La oficial. Porque hace
mucho tiempo que tengo la sensación de estar en campaña continua, de vivir
rodeada de eslóganes, de musiquillas irritantes y megafonías cansinas a la hora
de la siesta (y a cualquier otra), de carteles, de vídeos, de mensajes más o
menos impactantes… Vamos, de no ser yo, sino mi voto.
Cuando vuelva a salir
esta columna, en una semana justa, ya tendremos las ciudades “tomadas” por
caras sonrientes colgadas de farolas y fachadas. De encender la tele o poner la
radio, mejor ni hablar. Quince días para desaparecer del mapa y evitar la
muerte por sobredosis.
Y lo único que me pide
el cuerpo es instalarme cómodamente en una ciudad inexistente de un país
imaginario para darme la oportunidad de ver la vida desde otro punto de vista,
para contarla sin agobios y con tierra de por medio. Y con la tranquilidad que
proporciona saber que, si las cosas se ponen feas, siempre podré hacer como
Remedios la Bella, que un buen día salió volando entre flores amarillas, y
nunca más volvió.
Desde Macondo, con sus
casas de paredes de cristal, se ve todo. Pero de forma diferente. Veo a los
candidatos, afanados en convencernos, trabajando duramente en dos semanas de
infarto. Es la campaña. Con sus debates, sus repartos de propaganda, sus encuentros
con jóvenes, mujeres, empresarios, colectivos varios… Seguro que todo os suena..
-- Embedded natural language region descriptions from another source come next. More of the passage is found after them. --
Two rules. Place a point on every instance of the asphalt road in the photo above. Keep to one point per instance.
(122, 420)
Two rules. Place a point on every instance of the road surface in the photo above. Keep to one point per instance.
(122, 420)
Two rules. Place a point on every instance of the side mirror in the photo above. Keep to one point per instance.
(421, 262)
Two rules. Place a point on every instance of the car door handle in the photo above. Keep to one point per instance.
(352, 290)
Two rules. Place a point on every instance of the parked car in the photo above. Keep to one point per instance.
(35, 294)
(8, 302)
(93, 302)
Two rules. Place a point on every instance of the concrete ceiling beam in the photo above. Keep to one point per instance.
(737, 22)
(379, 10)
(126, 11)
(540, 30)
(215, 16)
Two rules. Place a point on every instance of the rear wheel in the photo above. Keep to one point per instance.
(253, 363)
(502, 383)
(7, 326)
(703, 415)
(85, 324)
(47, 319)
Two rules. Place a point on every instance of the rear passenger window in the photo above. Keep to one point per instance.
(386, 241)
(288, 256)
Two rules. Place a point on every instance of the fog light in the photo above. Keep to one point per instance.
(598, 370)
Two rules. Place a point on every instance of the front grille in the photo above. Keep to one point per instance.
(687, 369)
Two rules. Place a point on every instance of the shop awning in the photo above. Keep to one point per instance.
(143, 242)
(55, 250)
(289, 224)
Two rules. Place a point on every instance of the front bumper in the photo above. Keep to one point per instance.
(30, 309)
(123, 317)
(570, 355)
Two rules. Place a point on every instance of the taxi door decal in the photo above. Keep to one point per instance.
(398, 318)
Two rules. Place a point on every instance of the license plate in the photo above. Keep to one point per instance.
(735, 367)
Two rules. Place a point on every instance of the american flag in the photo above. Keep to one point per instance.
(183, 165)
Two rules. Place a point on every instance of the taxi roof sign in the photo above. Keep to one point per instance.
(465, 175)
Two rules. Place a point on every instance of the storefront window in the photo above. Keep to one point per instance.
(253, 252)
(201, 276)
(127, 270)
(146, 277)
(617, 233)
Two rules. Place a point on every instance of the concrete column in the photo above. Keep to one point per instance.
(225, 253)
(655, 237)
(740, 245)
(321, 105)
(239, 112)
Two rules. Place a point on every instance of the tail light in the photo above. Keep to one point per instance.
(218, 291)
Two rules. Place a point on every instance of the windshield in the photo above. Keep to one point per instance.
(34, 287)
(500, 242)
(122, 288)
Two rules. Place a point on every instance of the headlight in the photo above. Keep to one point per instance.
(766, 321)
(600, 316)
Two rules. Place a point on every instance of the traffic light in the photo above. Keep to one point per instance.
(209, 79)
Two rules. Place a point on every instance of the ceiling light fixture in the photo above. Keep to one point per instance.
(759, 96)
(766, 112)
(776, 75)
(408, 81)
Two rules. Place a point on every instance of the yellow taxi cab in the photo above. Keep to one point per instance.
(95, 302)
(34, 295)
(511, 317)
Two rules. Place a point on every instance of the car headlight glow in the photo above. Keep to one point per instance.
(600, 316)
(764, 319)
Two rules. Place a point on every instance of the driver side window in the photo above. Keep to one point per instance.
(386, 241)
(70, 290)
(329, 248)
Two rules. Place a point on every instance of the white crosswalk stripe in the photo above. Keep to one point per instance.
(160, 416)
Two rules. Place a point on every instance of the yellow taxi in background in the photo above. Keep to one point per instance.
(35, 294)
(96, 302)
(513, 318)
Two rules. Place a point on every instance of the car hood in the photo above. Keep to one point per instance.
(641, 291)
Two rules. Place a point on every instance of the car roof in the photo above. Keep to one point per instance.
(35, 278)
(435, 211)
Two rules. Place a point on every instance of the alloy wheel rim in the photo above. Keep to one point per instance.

Porque todo se repite, aunque cambie el atuendo cuidadosamente elegido, ni muy
progre ni demasiado serio, que todo tiene sus lecturas, aunque ahora los
candidatos bailen, o canten o hagan puenting.
Están convencidos de
hacer lo que deben, que se esfuerzan en poner la sonrisa profidén, por contar
los abrazos por docenas y los besos por centenas; y los kilómetros por miles, y
las palabras, por millones. Creo, de verdad, que llegan cada noche a casa con
la satisfacción del deber cumplido, y que, cuando cuentan los votos que creen
haber arrancado, piensan que mañana tienen que echar el resto. Ya queda menos,
y cada minuto cuenta.
A estas alturas de
columna, creo que habréis deducido que me aburren las campañas electorales. A
veces, hasta me crispan. Pero es lo que hay.
Desde Macondo, con su
tiempo eterno, sus epidemias de insomnio y sus extraños nacimientos de niños
con cola de cerdo, miro curiosa la corbata azul de los aspirantes, los paseos
por el centro de tal o cual candidata, el tierno beso al niño-foto del día-,
los coches circulando con la música machacona a toda pastilla, los carteles y
banderolas desteñidos por el sol y el agua a medida que transcurre la campaña.
Y recuerdo, qué
casualidad, que las lluvias que destruyeron mi pueblo imaginario duraron
exactamente cuatro años, once meses y dos días. Casi como una legislatura.